Wayne Pumphrey, age 15, can’t wait for high school to be over, but three more years feels like an eternity as he gets picked on and beat up and assaulted day after day by Pete “The Meat” and his gang, made up of Bobby, Harvey, and Kenny. Wayne’s dad is an alcoholic, and his mom is constantly threatening to leave Wayne and his sister, Wanda, alone. When Wayne is rescued from Pete and his posse one day, by a girl named Marjorie, what was already torture begins to get worse. The two become friends and get to know each other through a school drama production until a traumatizing event threatens to tear them apart.
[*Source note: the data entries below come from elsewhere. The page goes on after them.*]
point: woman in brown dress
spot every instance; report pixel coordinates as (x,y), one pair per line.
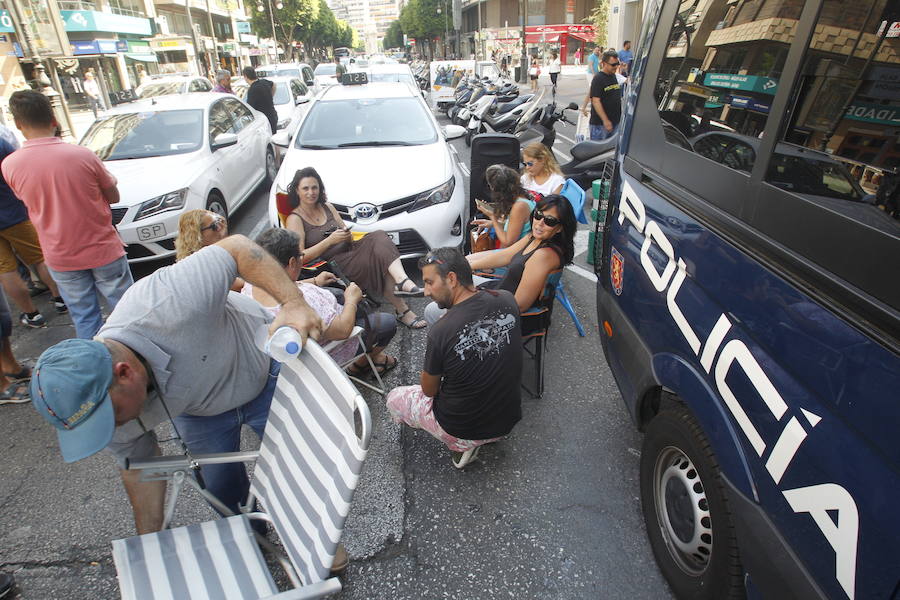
(372,262)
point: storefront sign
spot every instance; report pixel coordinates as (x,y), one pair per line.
(874,113)
(749,83)
(6,22)
(92,20)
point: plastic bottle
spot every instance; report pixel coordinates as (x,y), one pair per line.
(285,344)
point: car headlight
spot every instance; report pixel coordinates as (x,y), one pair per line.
(171,201)
(438,195)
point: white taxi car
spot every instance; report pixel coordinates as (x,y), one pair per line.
(175,153)
(385,163)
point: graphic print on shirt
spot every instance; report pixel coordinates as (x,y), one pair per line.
(486,336)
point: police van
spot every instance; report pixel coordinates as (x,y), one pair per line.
(749,294)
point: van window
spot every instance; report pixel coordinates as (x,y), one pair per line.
(719,74)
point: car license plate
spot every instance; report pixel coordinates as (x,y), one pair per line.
(151,232)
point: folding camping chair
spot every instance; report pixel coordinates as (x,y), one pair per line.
(307,468)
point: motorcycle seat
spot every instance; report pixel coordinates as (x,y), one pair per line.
(588,149)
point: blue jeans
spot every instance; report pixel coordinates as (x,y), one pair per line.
(222,433)
(80,288)
(599,133)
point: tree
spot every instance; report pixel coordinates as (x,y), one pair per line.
(393,37)
(293,15)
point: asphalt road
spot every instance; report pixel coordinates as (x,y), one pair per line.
(551,512)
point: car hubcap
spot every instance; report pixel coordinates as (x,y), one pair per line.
(682,510)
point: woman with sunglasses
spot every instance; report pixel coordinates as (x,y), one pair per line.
(372,262)
(549,246)
(511,217)
(541,173)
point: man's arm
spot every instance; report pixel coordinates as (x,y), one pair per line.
(258,268)
(430,384)
(147,499)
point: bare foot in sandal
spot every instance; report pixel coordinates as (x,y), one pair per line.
(411,319)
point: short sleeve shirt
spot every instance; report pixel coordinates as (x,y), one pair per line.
(607,88)
(196,336)
(61,184)
(476,348)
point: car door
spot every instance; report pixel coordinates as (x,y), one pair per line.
(253,132)
(228,161)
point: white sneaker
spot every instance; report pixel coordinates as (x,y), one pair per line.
(461,459)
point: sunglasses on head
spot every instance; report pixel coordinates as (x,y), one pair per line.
(547,219)
(217,224)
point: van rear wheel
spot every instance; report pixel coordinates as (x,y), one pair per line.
(686,510)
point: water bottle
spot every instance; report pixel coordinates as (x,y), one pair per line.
(284,345)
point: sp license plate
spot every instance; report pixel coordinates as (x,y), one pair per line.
(151,232)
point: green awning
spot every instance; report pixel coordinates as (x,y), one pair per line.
(141,56)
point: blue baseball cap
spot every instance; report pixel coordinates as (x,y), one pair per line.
(69,388)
     Hynes is an obviously talented writer with a simple, but powerful style, often punctuated with moments of humour amidst the darkness, though these moments are few and far between. He tells Wayne’s story through a combination of third-person narration and first-person emotional explorations in the form of un-sent letters to his family, to “God or whoever,” to his teachers, and even to the bullies responsible for his misery (as in the excerpt above.) The relationship between Wayne and his father is perhaps one of the most poignant portions of the novel, exploring the complexities that exist in a family when a parent is alcoholic and refuses to see the impact on others until it is almost too late.
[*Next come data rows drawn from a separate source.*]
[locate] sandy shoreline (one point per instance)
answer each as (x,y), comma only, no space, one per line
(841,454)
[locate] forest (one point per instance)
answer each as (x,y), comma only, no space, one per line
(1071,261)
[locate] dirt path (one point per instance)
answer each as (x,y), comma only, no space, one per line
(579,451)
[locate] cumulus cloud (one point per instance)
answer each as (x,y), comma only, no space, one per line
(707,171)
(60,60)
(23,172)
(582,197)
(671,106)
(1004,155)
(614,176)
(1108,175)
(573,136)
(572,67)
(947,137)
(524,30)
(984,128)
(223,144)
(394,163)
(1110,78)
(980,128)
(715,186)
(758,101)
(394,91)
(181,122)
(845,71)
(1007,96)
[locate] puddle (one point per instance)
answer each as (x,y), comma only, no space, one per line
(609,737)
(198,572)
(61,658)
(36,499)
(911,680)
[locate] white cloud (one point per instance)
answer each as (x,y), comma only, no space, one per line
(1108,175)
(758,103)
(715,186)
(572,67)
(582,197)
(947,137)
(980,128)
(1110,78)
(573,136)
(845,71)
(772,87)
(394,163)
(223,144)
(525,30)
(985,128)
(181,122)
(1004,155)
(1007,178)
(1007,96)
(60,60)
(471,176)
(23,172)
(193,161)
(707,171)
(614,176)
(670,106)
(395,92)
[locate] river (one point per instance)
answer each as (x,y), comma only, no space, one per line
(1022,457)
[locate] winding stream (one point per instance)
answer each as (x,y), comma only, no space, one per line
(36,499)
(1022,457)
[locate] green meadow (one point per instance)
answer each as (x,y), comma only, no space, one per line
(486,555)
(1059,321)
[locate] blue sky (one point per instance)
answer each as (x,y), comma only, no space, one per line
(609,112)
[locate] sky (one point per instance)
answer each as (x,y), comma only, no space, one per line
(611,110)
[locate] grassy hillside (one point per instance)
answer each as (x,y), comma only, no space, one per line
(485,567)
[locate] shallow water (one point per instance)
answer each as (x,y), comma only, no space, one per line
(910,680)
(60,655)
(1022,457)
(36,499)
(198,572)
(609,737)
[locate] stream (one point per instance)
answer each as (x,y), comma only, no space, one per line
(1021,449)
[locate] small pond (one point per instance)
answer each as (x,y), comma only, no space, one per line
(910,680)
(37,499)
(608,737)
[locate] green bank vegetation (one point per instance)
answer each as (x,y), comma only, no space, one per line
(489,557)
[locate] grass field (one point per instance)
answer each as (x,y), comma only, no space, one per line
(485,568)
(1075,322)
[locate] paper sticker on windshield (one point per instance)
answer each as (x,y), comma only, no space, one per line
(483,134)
     The theme of troubled fathers does not stop here. Marjorie’s father committed suicide prior to the start of the novel, and Pete “The Meat”, though he currently has a far less problematic stepfather, had an abusive relationship with his biological father. The theme of troubled dads taints the book with a feeling of hopelessness when it comes to family life. The ignorance shown repeatedly by adult characters throughout the text is extremely troubling. When Wayne’s father, for instance, finds out that Wayne is being bullied, his solution is to tell the bully’s father, but when this does not work, Wayne’s father is actually confused as to why. His mother is also terribly unreliable, attempting to run away repeatedly throughout the book, but never quite doing so, leaving Wayne and Wanda feeling dejected. Wanda desires to move away from home, and though she declares her support for Wayne at various moments, she never truly shows that she actually has his back. Wanda also spouts off homophobic slurs with troubling regularity.

     Perhaps one of the most unfortunate aspects of the novel is the amount of profanity and abuse streaming from various characters, for no particular reason, especially Pete “The Meat,” almost constantly—the homophobic attitudes in particular, and the use of derogatory terminology for gay and lesbian individuals is, I feel, excessive. While homophobia and bullying are a grievous part of everyday life for many young people no matter their sexual orientation or gender identity, the book fails to move beyond these instances of assault and violence. Some of these situations include Wayne’s being locked in a trunk and being forced to eat yellow snow, and another situation involves Marjorie nearly being raped—and Wayne nearly being coerced into doing the reprehensible act—with a hot dog. This is a moment that may potentially be a trigger for young victims of assault.

     Filled with verbal and physical assault, suicide, hopelessness, loneliness, homophobia, and near-rape, this book is very much written for a specific audience of resilient young people. As stated earlier, the writing style is not terribly problematic in itself—though the first-person unsent letters are a bit jarring and don’t always flow with the rest of the narration—however the failure of Hynes to move beyond stereotypes and flat adult characters—with the possible exception of Mr. Rollie, the drama teacher, and Mr. Ricketts, the janitor—keeps the story from moving beyond a limited exploration of a very haunted group of young people. The ending is also rather abrupt and seems to exist so readers will see Pete “pay” for his previous actions.

     This book is not for everyone, and teachers and librarians should be aware of these potentially troubling themes before recommending or handing out the novel to students.

Recommended with reservations

Rob Bittner recently graduated from the MA in Children’s Literature program at The University of British Columbia and is now a PhD student in Gender, Sexuality, and Women’s Studies at Simon Fraser University in Burnaby, BC.